New research shows tobacco poses more risk to lungs than a joint
The potential harms of smoking tobacco are highly studied and recorded, but the same isn’t true of smoking cannabis. Despite the differences between smoking commercial tobacco and lighting a joint of regulated cannabis flower, people lump all smokers together. However, without extensive research on the pulmonary impact of cannabis combustion, most consumers err on the side of caution.
This study aimed to monitor how cannabis consumption impacts the development of chronic obstructive pulmonary disease (COPD). To do this, researchers sought out patients diagnosed with or at high risk for COPD, excluding patients with asthma. Participants fell into three categories: those who used to smoke cannabis, those who still do, and patients who had never consumed.
Then the team split the cohort to reflect lifetime cannabis history, or “joint-years,” to mark lifetime experience with the plant. The study calculated the number of joints smoked per day by the years of regular cannabis use and dubbed the resulting number as joint-years.
A bowl of cannabis packed in a bong or pipe was considered one joint for the equation. After calculating their age in joints, the study divided participants into four sets of joint-years ranging from zero to 20+.
RELATED: Is it Safe to be Near Someone Vaping? What Fog Machines Taught Us About Secondhand Vape Exposure
Researchers collected a variety of data to ascertain how cannabis smoking impacted pulmonary health, including St. George’s Respiratory Questionnaire (SGRQ), the modified Medical Research Council (mMRC) scale, COPD Assessment Test (CAT), and inflamed COPD symptoms.
In addition, doctors measure the forced expiratory volume (FEV), or how much air someone can exhale at once. Data from quarterly follow-up visits over four or more years were then collected and analyzed.
To understand whether cannabis use would impact the development of COPD in tobacco-smoking participants, researchers measured the time to develop airflow obstruction using FEV percentages.
The study revealed that cannabis consumption had no statistically relevant effect on the development of COPD in tobacco smokers. Current cannabis smokers did show a higher propensity to develop a cough compared to former consumers and those who abstain altogether.
This study shows no correlation to the exacerbation of COPD in at-risk or diagnosed patients who smoke tobacco. This pre-proof study adds to past research covering the pulmonary impact of cannabis smoking among patients that did not smoke tobacco.
Though results are promising, there were study limitations worth recognizing. First, the sample size was “relatively small” with a short follow-up duration. As such, investigators consider the findings exploratory, hoping they will inspire more research.
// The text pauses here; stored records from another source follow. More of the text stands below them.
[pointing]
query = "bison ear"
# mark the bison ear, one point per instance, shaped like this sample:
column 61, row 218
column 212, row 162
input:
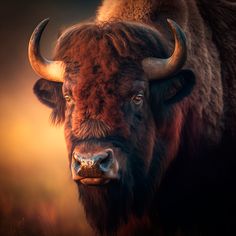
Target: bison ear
column 178, row 87
column 50, row 94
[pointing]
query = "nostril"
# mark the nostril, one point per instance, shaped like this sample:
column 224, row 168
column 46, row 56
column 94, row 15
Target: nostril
column 76, row 162
column 106, row 162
Additionally, marijuana use is highly subjective. The amount of smoke delivered by the numerous methods of cannabis consumption varies widely. Consumption was also self-reported, which leaves room for error.
While all smoking carries pulmonary health risks, these findings show that cannabis has a less damaging effect on the lungs than tobacco smoke. With a lack of research on the topic, this study is welcome, but try not to pass the joint to granny on the oxygen tank. Vaporizers and edibles remain the ideal option for people with compromised lungs.